Today, the Russian government is so brazen that it pumps propaganda
directly into American living rooms through Russia Today (RT), the
Moscow-funded English-language channel carried by Comcast and other
cable systems.
On April 8, for example, RT host Thom Hartmann
gave airtime to
Putin apologist Stephen Cohen, identified as one of several
commentators “whose observations are often egregiously at odds with
verifiable facts” in “
A User’s Guide to Russian Propaganda,” compiled by several pro-Ukrainian activists.
Hartmann was once hailed by the publication POLITICO as a progressive hero, in a
story ignoring his service to Moscow as a paid Russian agent.
However, some conservatives are also following the Kremlin line, including radio talk-show host
Michael Savage and
Patrick J. Buchanan.
In a column entitled “
When Conservatives Go Wrong,”
analyst J.R. Nyquist says about Buchanan, who insists that Putin is a
committed Christian, “Like many famous names from earlier decades,
Buchanan has become a fellow traveler and a ‘useful idiot.’”
But there is hope, some of it due to the heavy-handed nature of
Russian propaganda over Ukraine and the willingness of people with
access to the facts to dispute it.
For example, The New York Times has effectively debunked Russian
propaganda claims about neo-Nazis running rampant in Ukraine and
influencing the new government. “
Among Ukraine’s Jews, the Bigger Worry Is Putin, Not Pogroms,”
was the headline over the Times article. Pogrom is a Russian word
designating an organized attack on Jews. The Times said, “Despite
assertions by Russia, many Ukrainian Jews say there has not been a
resurgence of anti-Semitism since the revolution in February.”
The paper noted evidence that it’s Putin, not the government of Ukraine, taking the side of anti-Semites and neo-Nazis. An
open letter to
Putin from representatives of more than 20 Ukrainian Jewish
organizations asserted that Russian neo-Nazis “are encouraged by your
security forces.”
Meanwhile, Russian propaganda is resulting in anti-Catholic bigotry in the now Russian-occupied part of Ukraine known as Crimea.
Bishop Bohdan Dzyurakh, secretary-general of the Ukrainian Catholic Synod of Bishops,
told Catholic
News Service about “the threats and accusations” against his community,
recalling “Soviet propaganda from when our church was suppressed in
1945-46, and we’ve no illusions as to what this portends.”
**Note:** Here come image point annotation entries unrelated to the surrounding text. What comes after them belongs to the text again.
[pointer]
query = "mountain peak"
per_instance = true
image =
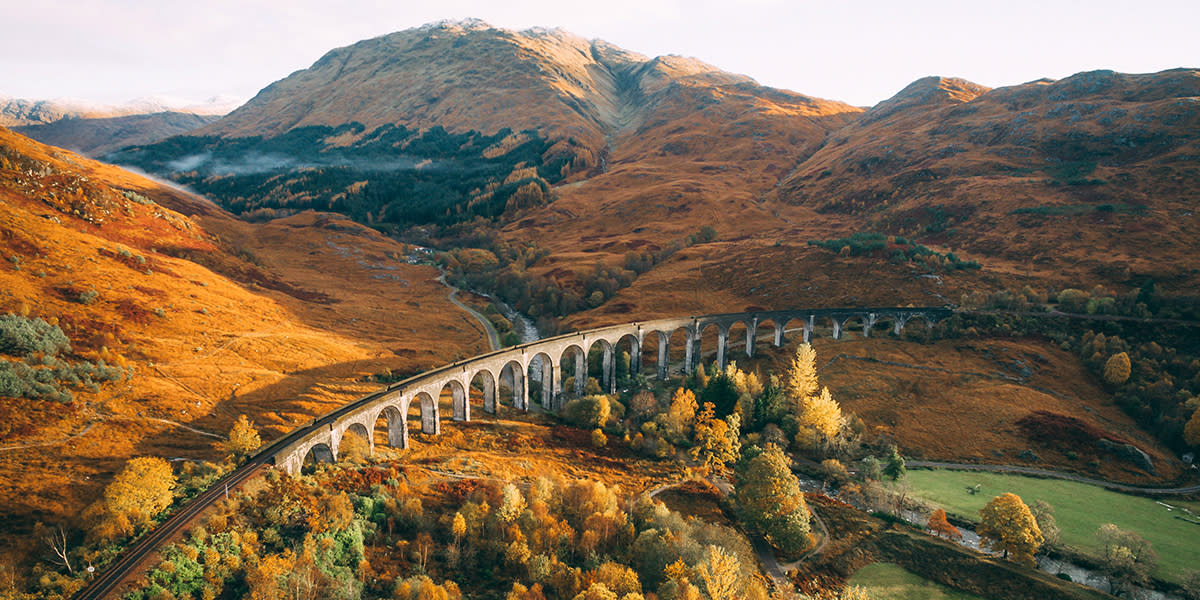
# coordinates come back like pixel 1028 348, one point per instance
pixel 927 93
pixel 469 75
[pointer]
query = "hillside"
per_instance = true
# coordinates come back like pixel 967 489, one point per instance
pixel 1091 179
pixel 208 318
pixel 607 165
pixel 101 135
pixel 453 121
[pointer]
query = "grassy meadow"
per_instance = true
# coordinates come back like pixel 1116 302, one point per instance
pixel 888 581
pixel 1080 510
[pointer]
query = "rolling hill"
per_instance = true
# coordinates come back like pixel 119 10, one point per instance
pixel 593 154
pixel 208 317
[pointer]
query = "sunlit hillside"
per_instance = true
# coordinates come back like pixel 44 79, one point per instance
pixel 209 317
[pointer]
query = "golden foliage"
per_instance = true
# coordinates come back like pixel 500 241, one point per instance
pixel 142 490
pixel 1007 525
pixel 747 384
pixel 421 587
pixel 822 414
pixel 1192 430
pixel 802 377
pixel 941 526
pixel 617 577
pixel 243 441
pixel 719 574
pixel 715 444
pixel 1116 369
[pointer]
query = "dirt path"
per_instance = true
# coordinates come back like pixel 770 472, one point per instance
pixel 97 419
pixel 771 565
pixel 1055 474
pixel 493 337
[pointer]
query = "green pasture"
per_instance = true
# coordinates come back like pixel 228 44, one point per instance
pixel 1080 509
pixel 887 581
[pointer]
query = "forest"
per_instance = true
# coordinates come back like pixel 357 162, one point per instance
pixel 390 178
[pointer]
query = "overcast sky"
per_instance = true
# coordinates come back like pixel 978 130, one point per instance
pixel 115 51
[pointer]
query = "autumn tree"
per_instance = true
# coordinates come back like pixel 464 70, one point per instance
pixel 643 405
pixel 243 441
pixel 421 587
pixel 719 573
pixel 715 444
pixel 589 412
pixel 723 393
pixel 1192 430
pixel 142 490
pixel 941 526
pixel 1127 556
pixel 821 417
pixel 893 466
pixel 802 377
pixel 1116 369
pixel 681 415
pixel 1006 525
pixel 771 501
pixel 1043 513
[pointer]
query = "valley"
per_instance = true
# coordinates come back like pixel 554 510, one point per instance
pixel 449 304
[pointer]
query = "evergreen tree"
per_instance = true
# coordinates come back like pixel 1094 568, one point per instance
pixel 894 467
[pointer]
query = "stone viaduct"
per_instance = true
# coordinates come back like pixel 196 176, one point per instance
pixel 541 364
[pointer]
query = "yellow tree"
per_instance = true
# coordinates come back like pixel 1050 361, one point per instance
pixel 1116 369
pixel 142 490
pixel 941 526
pixel 715 444
pixel 769 498
pixel 822 414
pixel 1192 430
pixel 243 441
pixel 802 377
pixel 682 414
pixel 1007 525
pixel 719 571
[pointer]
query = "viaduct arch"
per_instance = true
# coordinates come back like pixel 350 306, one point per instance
pixel 523 366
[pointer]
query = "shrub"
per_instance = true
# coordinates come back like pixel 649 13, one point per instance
pixel 22 336
pixel 588 412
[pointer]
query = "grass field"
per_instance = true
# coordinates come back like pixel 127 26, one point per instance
pixel 1080 510
pixel 887 581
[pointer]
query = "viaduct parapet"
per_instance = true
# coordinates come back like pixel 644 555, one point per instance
pixel 540 364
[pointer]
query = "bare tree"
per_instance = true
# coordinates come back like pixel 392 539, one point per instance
pixel 58 540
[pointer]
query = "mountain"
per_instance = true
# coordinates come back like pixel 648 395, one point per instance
pixel 610 167
pixel 100 129
pixel 102 135
pixel 204 316
pixel 1092 178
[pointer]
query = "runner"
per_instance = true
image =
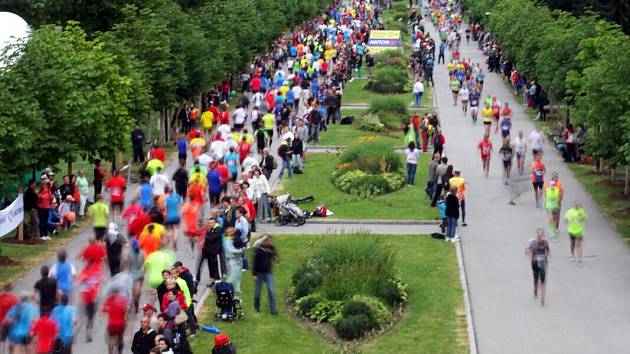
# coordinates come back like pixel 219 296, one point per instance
pixel 520 145
pixel 538 171
pixel 552 204
pixel 538 252
pixel 506 151
pixel 485 146
pixel 576 217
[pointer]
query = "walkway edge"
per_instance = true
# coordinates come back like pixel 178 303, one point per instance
pixel 470 325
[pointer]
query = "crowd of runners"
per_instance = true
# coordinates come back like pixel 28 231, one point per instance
pixel 208 208
pixel 467 86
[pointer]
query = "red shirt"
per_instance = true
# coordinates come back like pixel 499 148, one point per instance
pixel 486 147
pixel 158 153
pixel 136 226
pixel 255 84
pixel 116 186
pixel 224 172
pixel 7 300
pixel 46 331
pixel 94 252
pixel 44 198
pixel 116 307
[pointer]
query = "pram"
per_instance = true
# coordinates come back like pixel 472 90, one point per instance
pixel 229 306
pixel 289 212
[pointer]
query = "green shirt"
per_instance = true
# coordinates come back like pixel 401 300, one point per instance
pixel 155 263
pixel 576 219
pixel 99 212
pixel 552 199
pixel 83 185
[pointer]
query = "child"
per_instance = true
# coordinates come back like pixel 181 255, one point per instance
pixel 442 208
pixel 64 209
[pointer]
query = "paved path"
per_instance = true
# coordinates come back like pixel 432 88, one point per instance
pixel 587 307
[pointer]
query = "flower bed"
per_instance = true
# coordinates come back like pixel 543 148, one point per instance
pixel 350 283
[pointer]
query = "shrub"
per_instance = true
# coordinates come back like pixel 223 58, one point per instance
pixel 372 157
pixel 303 306
pixel 369 122
pixel 383 313
pixel 388 79
pixel 326 311
pixel 306 280
pixel 353 327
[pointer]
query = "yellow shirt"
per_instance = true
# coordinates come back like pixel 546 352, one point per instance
pixel 206 119
pixel 460 183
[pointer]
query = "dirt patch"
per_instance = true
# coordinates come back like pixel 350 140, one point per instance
pixel 32 241
pixel 8 261
pixel 608 183
pixel 621 196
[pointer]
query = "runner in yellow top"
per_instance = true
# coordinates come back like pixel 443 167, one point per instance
pixel 459 182
pixel 576 217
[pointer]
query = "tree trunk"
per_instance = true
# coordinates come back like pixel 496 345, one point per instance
pixel 149 127
pixel 626 180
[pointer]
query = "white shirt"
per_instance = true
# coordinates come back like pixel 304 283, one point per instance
pixel 418 87
pixel 248 163
pixel 412 156
pixel 239 115
pixel 159 182
pixel 536 139
pixel 205 159
pixel 217 149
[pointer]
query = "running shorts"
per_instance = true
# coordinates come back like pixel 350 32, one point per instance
pixel 539 271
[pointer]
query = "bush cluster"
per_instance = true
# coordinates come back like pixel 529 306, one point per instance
pixel 391 112
pixel 388 79
pixel 352 289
He went on: “Catholics who support Ukraine’s independence and
territorial integrity are being viewed as enemies. Priests’ families are
also being mistreated by people influenced by Russian propaganda, which
has succeeded in fueling aggression between citizens who previously
lived in peace.”
Catholic News Service added, “The Ukrainian Catholic Church, a
Byzantine rite, was outlawed under Soviet rule from 1946 to 1989, when
many clergy were imprisoned and most church properties seized by the
state or transferred to Russian Orthodox possession.”
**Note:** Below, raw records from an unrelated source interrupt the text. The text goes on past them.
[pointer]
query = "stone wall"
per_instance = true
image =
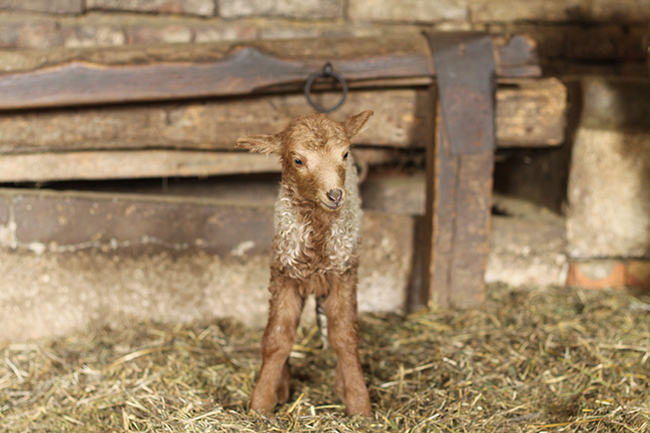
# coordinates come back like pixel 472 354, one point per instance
pixel 74 23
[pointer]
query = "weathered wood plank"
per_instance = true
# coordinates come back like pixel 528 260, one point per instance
pixel 529 113
pixel 63 77
pixel 40 167
pixel 458 202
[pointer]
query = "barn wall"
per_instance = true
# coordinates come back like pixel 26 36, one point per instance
pixel 74 23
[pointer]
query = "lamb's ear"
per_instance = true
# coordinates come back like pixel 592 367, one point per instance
pixel 266 144
pixel 355 124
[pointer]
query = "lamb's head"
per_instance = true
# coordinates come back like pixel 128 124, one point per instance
pixel 313 150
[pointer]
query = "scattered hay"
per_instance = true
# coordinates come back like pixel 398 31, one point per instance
pixel 527 361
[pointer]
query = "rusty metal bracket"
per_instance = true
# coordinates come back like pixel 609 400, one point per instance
pixel 465 77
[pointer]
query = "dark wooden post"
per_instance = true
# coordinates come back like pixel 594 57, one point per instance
pixel 459 173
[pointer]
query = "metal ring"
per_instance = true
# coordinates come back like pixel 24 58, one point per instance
pixel 325 73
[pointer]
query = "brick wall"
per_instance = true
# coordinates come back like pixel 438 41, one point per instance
pixel 74 23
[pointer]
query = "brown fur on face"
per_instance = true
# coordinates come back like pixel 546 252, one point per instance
pixel 317 219
pixel 313 150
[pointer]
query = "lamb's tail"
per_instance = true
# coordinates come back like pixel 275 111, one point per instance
pixel 321 321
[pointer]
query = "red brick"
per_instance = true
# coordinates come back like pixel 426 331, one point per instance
pixel 189 7
pixel 597 274
pixel 638 274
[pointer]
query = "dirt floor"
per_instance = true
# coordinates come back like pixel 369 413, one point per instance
pixel 527 361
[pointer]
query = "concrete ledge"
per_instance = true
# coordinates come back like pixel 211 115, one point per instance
pixel 68 258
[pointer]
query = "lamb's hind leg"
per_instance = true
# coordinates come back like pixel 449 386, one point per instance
pixel 343 327
pixel 273 382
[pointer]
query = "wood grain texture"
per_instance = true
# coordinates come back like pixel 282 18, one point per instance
pixel 458 204
pixel 529 113
pixel 66 77
pixel 43 167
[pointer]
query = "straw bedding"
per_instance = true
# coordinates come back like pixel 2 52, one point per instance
pixel 527 361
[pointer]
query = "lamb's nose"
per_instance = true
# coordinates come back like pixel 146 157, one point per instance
pixel 335 195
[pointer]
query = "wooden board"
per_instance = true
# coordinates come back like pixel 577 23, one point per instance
pixel 529 113
pixel 459 191
pixel 42 167
pixel 64 77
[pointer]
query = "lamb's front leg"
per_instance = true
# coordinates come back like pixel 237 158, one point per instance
pixel 273 382
pixel 343 328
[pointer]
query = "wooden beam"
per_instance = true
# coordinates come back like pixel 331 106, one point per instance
pixel 459 191
pixel 41 167
pixel 529 113
pixel 65 77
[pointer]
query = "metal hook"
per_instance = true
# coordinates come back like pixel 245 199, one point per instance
pixel 327 72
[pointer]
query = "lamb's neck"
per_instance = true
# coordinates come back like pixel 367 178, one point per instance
pixel 311 213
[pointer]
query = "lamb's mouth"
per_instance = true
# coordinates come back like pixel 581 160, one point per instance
pixel 332 207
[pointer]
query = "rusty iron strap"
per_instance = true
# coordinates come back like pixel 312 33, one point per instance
pixel 465 77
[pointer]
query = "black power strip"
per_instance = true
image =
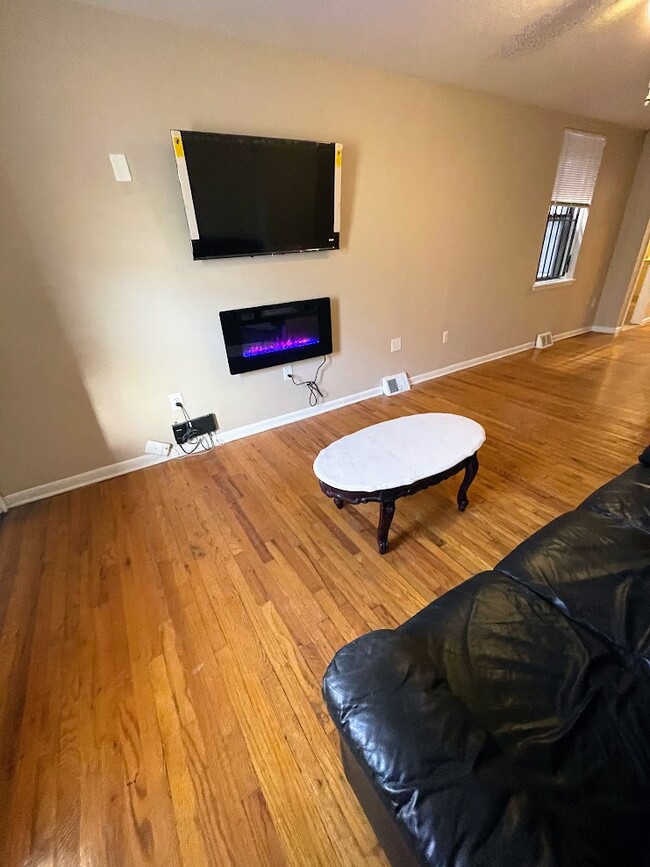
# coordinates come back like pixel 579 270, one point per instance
pixel 194 427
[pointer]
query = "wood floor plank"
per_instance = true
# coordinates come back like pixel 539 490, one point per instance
pixel 163 635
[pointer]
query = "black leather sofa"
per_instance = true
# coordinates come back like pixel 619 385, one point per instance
pixel 508 723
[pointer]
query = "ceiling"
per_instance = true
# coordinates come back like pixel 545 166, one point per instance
pixel 591 57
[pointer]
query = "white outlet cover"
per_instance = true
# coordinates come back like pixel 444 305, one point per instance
pixel 155 447
pixel 176 397
pixel 120 168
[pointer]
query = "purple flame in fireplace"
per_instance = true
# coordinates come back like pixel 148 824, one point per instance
pixel 278 345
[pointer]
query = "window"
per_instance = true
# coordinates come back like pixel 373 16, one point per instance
pixel 567 216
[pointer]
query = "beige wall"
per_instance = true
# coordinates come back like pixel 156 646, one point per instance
pixel 445 194
pixel 628 252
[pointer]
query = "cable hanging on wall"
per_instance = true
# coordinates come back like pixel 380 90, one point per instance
pixel 315 394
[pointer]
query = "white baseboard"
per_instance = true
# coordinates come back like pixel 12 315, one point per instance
pixel 50 489
pixel 225 436
pixel 29 495
pixel 289 417
pixel 575 333
pixel 605 329
pixel 472 362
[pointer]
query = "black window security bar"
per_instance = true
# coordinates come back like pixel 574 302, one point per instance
pixel 559 236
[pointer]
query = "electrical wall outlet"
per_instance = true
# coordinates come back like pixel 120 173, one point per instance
pixel 175 398
pixel 155 447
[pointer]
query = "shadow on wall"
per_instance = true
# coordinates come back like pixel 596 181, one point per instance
pixel 48 428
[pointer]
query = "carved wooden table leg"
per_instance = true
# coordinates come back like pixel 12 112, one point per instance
pixel 386 512
pixel 471 469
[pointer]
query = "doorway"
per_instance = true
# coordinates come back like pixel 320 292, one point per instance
pixel 638 311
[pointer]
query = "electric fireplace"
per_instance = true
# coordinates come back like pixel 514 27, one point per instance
pixel 258 337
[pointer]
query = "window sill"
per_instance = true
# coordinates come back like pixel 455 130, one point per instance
pixel 543 284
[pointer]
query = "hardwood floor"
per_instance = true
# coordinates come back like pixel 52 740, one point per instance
pixel 163 635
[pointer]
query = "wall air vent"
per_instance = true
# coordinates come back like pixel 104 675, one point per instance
pixel 395 384
pixel 543 340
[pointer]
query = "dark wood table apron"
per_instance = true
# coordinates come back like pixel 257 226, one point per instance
pixel 386 498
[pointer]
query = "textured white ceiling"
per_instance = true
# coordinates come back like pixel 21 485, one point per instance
pixel 586 56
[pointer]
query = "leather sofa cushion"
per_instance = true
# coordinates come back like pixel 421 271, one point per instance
pixel 594 563
pixel 498 731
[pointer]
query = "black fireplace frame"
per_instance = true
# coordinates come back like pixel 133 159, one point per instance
pixel 233 320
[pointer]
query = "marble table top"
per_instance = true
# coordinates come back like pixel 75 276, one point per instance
pixel 398 452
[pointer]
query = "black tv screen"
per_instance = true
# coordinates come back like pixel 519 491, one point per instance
pixel 249 196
In Crimea, according to the news agency, Bishop Dzyurakh said the
situation was “tense and dangerous” for Catholic clergy, after one
priest was arrested and threatened with prison, and other priests were
branded as “Vatican agents” and warned to leave.
The Russian Orthodox Church, long dominated and controlled by the
Soviet/Russian intelligence services, backs the Putin regime. Putin
claimed the takeover of Crimea was designed to protect the Russians
there from “rabid Ukrainian nationalists, neo-Nazis and anti-Semites” in
control of the government of Ukraine.
The report, “A User’s Guide to Russian Propaganda,” notes that “the
Russian propaganda machine is a mature and venerable institution that
engages in an art that, for better or for worse, the West simply does
not practice as often nor as effectively.” It concludes, “Propaganda is a
very powerful tool in times of war. Primary sources and data are
readily available to verify the facts to counter that propaganda. Too
many lives are at stake not to do so.”